If we assume that pay dates lag pay period end dates by five days (the maximum grace period for payment in most states), whatever is earned in the prior accounting period but not paid until the next is accrued. So for 2007 the accountants should have accrued one full pay period plus 1 day, since neither the the full pay period prior or the one day of the final pay period would be paid until 2008. For 2017, the accountants would accrue only 13 days. So much for accounting issues.

The question of 27 pay periods versus 26 is irrelevant from an earnings perspective.

Incidentally, the reason there are 27 pay periods every 11 years is that 11, 364 day years equals only 4004 days. Whereas 11 calendar years equals 8*365 plus 3*366 (there will be three leap years in any 11 year period, so three years will have 366 days) = 4018 days.

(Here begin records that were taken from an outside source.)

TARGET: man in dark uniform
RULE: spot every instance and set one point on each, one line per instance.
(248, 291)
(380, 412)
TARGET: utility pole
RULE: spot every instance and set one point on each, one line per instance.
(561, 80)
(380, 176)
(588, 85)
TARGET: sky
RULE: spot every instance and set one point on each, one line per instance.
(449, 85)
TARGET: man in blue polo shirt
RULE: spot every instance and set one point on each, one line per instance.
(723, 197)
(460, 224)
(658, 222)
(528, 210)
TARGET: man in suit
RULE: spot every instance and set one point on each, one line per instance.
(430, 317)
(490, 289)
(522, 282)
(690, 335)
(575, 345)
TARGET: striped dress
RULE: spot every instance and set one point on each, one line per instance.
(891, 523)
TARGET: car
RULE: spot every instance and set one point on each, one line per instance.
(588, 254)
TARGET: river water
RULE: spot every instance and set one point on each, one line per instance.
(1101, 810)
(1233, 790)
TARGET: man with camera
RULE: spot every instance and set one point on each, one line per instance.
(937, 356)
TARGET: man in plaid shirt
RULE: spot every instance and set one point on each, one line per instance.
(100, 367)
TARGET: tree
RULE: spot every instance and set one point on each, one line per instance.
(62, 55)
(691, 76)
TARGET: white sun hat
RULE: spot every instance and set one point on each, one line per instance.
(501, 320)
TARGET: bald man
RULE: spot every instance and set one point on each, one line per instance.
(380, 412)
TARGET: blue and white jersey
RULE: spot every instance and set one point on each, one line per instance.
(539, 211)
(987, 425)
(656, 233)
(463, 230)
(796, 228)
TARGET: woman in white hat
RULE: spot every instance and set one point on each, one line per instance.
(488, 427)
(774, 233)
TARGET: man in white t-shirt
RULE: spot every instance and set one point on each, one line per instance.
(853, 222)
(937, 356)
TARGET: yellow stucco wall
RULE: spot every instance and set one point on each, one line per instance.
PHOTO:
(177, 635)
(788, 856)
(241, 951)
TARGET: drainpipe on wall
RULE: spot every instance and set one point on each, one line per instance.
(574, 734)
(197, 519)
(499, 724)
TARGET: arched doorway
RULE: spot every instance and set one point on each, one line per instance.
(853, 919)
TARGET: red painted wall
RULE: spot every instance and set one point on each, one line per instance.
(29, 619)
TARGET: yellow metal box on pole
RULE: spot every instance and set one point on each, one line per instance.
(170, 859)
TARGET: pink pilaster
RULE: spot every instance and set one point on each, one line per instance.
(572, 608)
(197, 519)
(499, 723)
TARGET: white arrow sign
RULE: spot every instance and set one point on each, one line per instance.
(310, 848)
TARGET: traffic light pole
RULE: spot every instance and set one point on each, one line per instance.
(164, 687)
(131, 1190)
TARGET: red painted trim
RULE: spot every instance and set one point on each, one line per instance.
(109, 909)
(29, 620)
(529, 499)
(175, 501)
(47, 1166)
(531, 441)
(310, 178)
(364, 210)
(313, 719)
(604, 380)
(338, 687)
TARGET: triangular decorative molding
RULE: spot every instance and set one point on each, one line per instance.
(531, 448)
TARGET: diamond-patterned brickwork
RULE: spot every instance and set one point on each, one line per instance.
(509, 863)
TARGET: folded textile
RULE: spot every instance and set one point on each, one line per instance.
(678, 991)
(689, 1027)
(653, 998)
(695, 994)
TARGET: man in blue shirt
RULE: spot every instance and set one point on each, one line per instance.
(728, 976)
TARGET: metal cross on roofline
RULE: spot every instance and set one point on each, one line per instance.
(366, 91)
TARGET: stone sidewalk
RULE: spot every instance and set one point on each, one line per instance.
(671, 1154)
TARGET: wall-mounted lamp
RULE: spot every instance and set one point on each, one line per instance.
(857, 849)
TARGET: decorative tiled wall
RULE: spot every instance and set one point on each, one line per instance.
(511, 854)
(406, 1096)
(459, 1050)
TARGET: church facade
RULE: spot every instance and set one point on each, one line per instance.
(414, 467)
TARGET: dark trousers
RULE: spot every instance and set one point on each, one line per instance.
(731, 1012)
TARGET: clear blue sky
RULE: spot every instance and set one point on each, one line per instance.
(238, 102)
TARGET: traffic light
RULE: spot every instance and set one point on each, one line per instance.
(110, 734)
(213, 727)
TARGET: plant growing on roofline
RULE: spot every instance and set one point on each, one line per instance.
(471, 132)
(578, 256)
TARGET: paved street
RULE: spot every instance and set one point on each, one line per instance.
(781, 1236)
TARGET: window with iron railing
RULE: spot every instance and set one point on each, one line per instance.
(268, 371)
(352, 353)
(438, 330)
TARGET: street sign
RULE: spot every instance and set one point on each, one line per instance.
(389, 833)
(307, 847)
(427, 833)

Mathematically, there has to be an extra pay period every 11 years!

If your pay period begins on a Monday and ends on a Sunday, the 27 pay period years are easy to spot: when the last pay period of the year ends on 12/31 in any year or on 12/30 in a leap year, that year will have 27 pay periods - its the only time the calendar catches up to the 14 day pay period cycle.

If a different pay period start day is used, say Sunday as opposed to Monday, then the 27 pay period still cycles every 11 years, but the cycle begins in years where the first day of the year coincides with the first day of the week of the pay period.